In 2004, when I first became a college president, it was at a historically black college with low graduation rates — 16 percent over all and 11 percent for men. There was (and still is) a lot of criticism of historically black colleges and universities for not getting students across the finish line. With more than two-thirds of HBCU students eligible for Pell Grants, and with Pell recipients generally having lower graduation rates, the numbers aren’t surprising.
But at my former institution, with a focus on recruiting Pell-eligible students who really wanted to embrace college, we raised the rate, by 2012, above the national black-student average of 40 percent. Raising completion rates of low-income and first-generation black students has long been one of the things I have been most proud of.
But 15 years after assuming that presidency, I have come around to a new viewpoint: Graduation rates are meaningless, and we should stop keeping track of them.
Ever since the Obama administration debuted the White House College Scorecard, in 2013, I have loudly complained about the unfairness of presenting numbers without context. The administration tried to simplify a statistic that has a tremendous number of variables, and then created a way that families can compare numbers to come to conclusions that are often incorrect.
What the scorecard and similar sites do is create a number salad — confusing figures thrown together randomly, so that they have no real meaning at all.
A simple analogy might help. Two people visit the doctor: One weighs 175 pounds, the other 200. Is that enough to determine which one is healthiest? Of course not. If we simply used the body-mass-index calculator as a proxy for health, we would have to factor in height, gender, and age. Deeper analysis would include family history, level of physical activity, eating habits, etc.

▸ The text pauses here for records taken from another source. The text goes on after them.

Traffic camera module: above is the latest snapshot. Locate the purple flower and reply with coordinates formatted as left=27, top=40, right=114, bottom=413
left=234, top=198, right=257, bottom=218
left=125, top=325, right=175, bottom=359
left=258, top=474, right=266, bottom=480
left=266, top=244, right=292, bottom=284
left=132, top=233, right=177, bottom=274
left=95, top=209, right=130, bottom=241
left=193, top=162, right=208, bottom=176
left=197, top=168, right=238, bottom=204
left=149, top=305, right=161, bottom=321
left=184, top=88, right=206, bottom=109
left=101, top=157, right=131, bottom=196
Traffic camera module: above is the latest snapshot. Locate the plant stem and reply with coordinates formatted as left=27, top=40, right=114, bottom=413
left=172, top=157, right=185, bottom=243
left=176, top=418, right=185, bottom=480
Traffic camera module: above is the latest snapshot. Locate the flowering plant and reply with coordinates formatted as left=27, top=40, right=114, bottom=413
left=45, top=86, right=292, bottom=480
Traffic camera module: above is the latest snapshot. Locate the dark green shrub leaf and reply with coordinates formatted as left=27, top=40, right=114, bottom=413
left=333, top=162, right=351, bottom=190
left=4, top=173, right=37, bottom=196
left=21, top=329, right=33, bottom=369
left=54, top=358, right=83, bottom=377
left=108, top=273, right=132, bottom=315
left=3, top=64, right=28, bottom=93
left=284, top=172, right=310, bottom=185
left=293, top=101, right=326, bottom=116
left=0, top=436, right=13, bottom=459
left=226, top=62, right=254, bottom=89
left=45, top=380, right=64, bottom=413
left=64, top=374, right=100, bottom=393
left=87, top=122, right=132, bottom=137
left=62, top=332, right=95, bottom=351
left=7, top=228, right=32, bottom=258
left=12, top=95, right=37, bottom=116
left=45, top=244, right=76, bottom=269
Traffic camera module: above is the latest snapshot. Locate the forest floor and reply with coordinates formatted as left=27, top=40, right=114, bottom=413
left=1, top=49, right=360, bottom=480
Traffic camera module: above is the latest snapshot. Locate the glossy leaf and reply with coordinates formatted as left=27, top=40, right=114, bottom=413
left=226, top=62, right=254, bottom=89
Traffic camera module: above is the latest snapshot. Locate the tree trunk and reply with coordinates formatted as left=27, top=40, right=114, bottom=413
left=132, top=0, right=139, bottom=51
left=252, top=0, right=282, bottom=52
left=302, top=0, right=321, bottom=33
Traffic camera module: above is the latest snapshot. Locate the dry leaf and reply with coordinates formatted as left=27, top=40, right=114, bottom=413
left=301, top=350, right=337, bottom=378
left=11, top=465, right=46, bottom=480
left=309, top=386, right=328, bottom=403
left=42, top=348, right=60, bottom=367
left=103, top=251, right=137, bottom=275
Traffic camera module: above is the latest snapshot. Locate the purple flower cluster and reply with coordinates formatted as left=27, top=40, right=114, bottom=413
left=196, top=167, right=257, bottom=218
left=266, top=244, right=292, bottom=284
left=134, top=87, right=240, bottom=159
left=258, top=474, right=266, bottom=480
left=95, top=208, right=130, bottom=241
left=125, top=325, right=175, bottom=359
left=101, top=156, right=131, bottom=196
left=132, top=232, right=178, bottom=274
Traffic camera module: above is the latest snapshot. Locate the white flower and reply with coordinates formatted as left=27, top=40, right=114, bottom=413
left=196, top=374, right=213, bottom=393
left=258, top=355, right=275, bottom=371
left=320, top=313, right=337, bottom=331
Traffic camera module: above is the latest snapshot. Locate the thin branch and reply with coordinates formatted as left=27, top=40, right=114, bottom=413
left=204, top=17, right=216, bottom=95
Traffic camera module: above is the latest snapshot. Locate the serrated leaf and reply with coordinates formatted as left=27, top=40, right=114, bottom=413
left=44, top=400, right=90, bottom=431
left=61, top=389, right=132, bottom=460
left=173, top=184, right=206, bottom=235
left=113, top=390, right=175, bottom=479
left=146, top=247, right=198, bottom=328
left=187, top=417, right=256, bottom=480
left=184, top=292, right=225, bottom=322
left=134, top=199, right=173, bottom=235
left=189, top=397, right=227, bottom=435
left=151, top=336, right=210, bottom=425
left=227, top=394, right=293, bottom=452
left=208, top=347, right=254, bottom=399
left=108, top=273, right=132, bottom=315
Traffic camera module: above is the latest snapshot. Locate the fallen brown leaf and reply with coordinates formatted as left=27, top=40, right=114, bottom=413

This makes sense to most people.
But for graduation rates, we see one institution at 75 percent, another at 40 percent, and people assume the first is a better college. We ignore that rates are affected by preparation of students, socioeconomic status, race, full-time status, etc. If you compare a college where 20 percent of students are eligible for Pell Grants and 80 percent are white, versus one that is 80 percent Pell-eligible and 20 percent white, then comparing their raw graduation rates would be like judging health based on weight alone.
Most students and their families don’t have the time or attention span for a meaningful understanding of graduation rates, so the simplistic use of those numbers only harms colleges with rates that people consider to be low. Imagine the frustration I experienced in having to explain to person after person in 2013 that the 24-percent graduation rate at my current institution, Dillard University, posted on the College Scorecard, had been based on the freshman cohort of 2005, which enrolled just days before Hurricane Katrina made landfall here in New Orleans.
Every time I told folks the context, they immediately understood. But on the scorecard, there was not even an asterisk with an explanation, for example, for a family in Philadelphia who wouldn’t make the connection between Katrina and our rate. I’m still mad about that.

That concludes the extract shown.